README.md

November 17, 2025 · View on GitHub

ChronoEdit: Towards Temporal Reasoning for Image Editing and World Simulation

Jay Zhangjie Wu*    Xuanchi Ren*    Tianchang Shen    Tianshi Cao    Kai He
Yifan Lu    Ruiyuan Gao    Enze Xie    Shiyi Lan    Jose M. Alvarez
Jun Gao    Sanja Fidler    Zian Wang    Huan Ling*†

^{* equal contribution † corresponding author}

📖 Project Page | 🤗 ChronoEdit-14B | 📑 Arxiv

TL;DR: ChronoEdit reframes image editing as a video generation task, using input and edited images as start/end frames to leverage pretrained video models with temporal consistency. A temporal reasoning stage introduces reasoning tokens to ensure physically plausible edits and visualize the editing trajectory.

🫨 News

2025/11/16: 👋 ChronoEdit-14B-Diffusers-Paint-Brush-Lora is released on 🤗 HuggingFace. Thanks to @AK for hosting the 🤗 demo.
2025/11/10: 👋 ChronoEdit-14B-Diffusers-Upscaler-Lora is released on 🤗 HuggingFace. Thanks to @AK for hosting the 🤗 demo.
2025/11/10: 👋 ChronoEdit is officially merged into diffusers Pipeline.
2025/10/29: 👋 ChronoEdit-14B is released on 🤗 HuggingFace!
2025/10/04: 👋 ChronoEdit paper is released.

🤗 Open Source Plan

ChronoEdit
- Inference with Diffuser
- LoRA Training with DiffSynth-Studio
- ChronoEdit-14B Checkpoints
- ChronoEdit-14B 8-Steps Distilled LoRA Checkpoints
- ChronoEdit-2B Checkpoints
- ChronoEdit-2B 4-Steps Distilled LoRA Checkpoints
- Full Model Training Infrastructure

📑 Quick Start

Installation

Clone the repo:

git clone https://github.com/nv-tlabs/ChronoEdit
cd ChronoEdit

This repo runs only on Linux systems and requires python 3.10:

conda env create -f environment.yml -n chronoedit_mini
conda activate chronoedit_mini
pip install torch==2.7.1 torchvision==0.22.1
pip install -r requirements_minimal.txt

Optional: Install flash attention with cudatoolkit if you want faster interence. Model can run without installation.

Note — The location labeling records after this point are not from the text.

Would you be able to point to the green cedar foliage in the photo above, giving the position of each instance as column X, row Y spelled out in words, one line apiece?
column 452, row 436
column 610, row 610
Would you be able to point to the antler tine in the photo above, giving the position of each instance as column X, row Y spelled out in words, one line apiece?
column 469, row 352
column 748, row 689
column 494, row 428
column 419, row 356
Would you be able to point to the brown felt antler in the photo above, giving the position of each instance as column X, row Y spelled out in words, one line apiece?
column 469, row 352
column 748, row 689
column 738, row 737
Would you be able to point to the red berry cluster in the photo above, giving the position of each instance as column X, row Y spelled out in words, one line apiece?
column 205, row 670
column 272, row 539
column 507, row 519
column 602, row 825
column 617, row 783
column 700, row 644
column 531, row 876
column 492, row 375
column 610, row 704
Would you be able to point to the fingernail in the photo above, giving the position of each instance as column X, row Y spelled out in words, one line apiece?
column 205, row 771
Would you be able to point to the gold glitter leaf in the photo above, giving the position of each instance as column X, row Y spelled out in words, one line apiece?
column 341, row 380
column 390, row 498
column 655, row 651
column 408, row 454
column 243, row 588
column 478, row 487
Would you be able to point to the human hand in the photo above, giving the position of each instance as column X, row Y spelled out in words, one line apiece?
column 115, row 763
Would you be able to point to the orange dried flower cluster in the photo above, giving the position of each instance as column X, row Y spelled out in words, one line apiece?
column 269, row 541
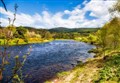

# You may need to set a limit to the number of threads used during compilation to prevent OOM Errors.
export MAX_JOBS=16
pip install flash-attn==2.6.3

Download diffusers checkpoint from HuggingFace:

hf download nvidia/ChronoEdit-14B-Diffusers --local-dir checkpoints/ChronoEdit-14B-Diffusers

Diffusers Inference 🤗

Note

2025/11/10 Update: ChronoEdit is officially merged into diffuser, checkout official pipeline at LINK

(1) Single GPU Inference

Run inference with default hyperparameters.

PYTHONPATH=$(pwd) python scripts/run_inference_diffusers.py \
--input assets/images/input_2.png --offload_model --use-prompt-enhancer \
--prompt "Add a sunglasses to the cat's face"  \
--output output.mp4 \
--model-path ./checkpoints/ChronoEdit-14B-Diffusers

Append tag --enable-temporal-reasoning to enable temporal reasoning for better consistency.

Note

The inference requires ~ 34G GPU memory with --offload_model flag turned on.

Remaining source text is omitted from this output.